Unplugged. No-Knead Brioche.

February 7, 2014

in Bread, Eggs, Recipes, Yeast breads

bakedbriochebouleI recently came across a recipe from America’s Test Kitchen for no-knead brioche. How could that be, I wondered? Brioche, a classic French dough, gets its especially light and airy texture by vigorously beating and kneading softened butter into an eggy yeast dough. Since I’m staying in a condo with no fancy electric gadgets, I ran to the kitchen to make the brioche.Julia Child, in the introduction to the first volume of Mastering the Art of French Cooking, says “Il faut mettre la main a la pate,” which essentially means it’s necessary to use your hands to make dough. So that’s what I did.

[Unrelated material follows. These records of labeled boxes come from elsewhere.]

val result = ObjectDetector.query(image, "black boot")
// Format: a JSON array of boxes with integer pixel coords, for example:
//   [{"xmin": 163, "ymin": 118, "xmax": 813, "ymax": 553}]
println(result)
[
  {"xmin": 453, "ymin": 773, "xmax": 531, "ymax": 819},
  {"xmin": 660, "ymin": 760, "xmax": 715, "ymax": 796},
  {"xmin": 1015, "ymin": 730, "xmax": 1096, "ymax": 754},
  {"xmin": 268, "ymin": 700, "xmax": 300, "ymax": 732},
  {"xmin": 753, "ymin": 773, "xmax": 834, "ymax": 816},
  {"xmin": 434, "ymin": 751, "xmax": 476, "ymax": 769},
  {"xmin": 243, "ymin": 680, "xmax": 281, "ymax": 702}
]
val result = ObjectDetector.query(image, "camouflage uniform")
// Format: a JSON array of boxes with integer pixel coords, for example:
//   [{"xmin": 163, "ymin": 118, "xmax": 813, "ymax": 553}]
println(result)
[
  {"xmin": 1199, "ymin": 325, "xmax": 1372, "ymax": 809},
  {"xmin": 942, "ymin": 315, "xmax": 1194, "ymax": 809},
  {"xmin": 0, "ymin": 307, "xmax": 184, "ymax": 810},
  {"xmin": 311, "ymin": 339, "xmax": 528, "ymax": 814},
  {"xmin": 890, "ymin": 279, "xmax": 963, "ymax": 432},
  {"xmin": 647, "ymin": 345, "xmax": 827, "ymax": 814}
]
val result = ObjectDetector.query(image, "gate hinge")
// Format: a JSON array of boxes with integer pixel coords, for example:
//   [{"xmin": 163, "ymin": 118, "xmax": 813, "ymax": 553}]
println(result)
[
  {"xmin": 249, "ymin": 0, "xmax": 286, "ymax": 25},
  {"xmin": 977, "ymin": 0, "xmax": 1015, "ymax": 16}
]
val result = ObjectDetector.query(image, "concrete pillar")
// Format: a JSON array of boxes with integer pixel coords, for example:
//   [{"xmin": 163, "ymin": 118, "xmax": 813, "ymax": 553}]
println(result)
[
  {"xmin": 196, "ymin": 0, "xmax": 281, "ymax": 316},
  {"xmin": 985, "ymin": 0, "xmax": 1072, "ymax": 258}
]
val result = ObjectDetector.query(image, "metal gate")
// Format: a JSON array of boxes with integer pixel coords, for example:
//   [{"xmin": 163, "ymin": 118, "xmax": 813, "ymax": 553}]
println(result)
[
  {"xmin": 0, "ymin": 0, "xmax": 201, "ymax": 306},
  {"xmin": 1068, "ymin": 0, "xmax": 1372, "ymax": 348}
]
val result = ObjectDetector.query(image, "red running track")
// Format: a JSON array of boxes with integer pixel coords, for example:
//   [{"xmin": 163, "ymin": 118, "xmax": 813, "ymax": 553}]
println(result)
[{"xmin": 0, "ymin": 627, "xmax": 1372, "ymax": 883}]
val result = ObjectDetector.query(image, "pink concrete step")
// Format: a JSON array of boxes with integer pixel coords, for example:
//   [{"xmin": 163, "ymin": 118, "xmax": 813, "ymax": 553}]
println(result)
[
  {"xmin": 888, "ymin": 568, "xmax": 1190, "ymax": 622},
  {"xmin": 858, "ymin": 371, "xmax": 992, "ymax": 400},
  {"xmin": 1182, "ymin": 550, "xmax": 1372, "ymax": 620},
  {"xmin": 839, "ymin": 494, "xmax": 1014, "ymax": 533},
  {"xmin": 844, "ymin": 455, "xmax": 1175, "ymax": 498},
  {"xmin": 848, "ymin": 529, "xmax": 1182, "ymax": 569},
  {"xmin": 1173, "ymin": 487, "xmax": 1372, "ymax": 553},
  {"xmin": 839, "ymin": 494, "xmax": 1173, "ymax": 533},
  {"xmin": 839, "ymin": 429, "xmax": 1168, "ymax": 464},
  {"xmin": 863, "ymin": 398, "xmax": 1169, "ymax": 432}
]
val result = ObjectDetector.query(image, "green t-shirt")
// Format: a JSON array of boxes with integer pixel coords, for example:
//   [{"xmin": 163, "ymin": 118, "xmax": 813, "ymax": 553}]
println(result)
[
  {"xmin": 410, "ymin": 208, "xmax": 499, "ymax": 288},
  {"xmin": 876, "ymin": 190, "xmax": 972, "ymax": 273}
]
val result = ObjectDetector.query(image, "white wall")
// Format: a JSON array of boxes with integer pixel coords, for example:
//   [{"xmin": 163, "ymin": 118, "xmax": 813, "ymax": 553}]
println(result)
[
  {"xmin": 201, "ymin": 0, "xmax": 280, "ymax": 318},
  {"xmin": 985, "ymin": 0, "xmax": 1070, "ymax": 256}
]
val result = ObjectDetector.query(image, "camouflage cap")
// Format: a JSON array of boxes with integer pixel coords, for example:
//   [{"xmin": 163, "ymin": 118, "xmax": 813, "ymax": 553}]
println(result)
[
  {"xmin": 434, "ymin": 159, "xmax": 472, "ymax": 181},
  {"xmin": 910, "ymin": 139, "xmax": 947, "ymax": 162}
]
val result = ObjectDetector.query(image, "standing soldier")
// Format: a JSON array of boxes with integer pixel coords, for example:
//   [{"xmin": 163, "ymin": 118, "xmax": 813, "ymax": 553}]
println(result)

The America’s Test Kitchen Recipe calls for bread flour, which I did not have, so I used unbleached all-purpose flour. I had to add more than the recipe called for because all-purpose flour is lower in gluten than bread flour.

I also didn’t have loaf pans to bake the brioche, so I shaped the dough into one big round and baked it in a casserole.

And the result? The brioche texture was tender and light and the dough rose nice and high with medium-size bubbles. Definitely worth making. You have to allow up to 48 hours in the refrigerator for the gluten in the dough to strengthen. This is an essential step for the brioche to end up with its unique texture since you’re not slapping it around on a board or in the bowl of an electric mixer.

Technique-wise, I didn’t manipulate the dough nearly as much as the recipe said to do. Bread dough, if left alone, will spontaneously generate links between the gluten molecules, eliminating the need for kneading.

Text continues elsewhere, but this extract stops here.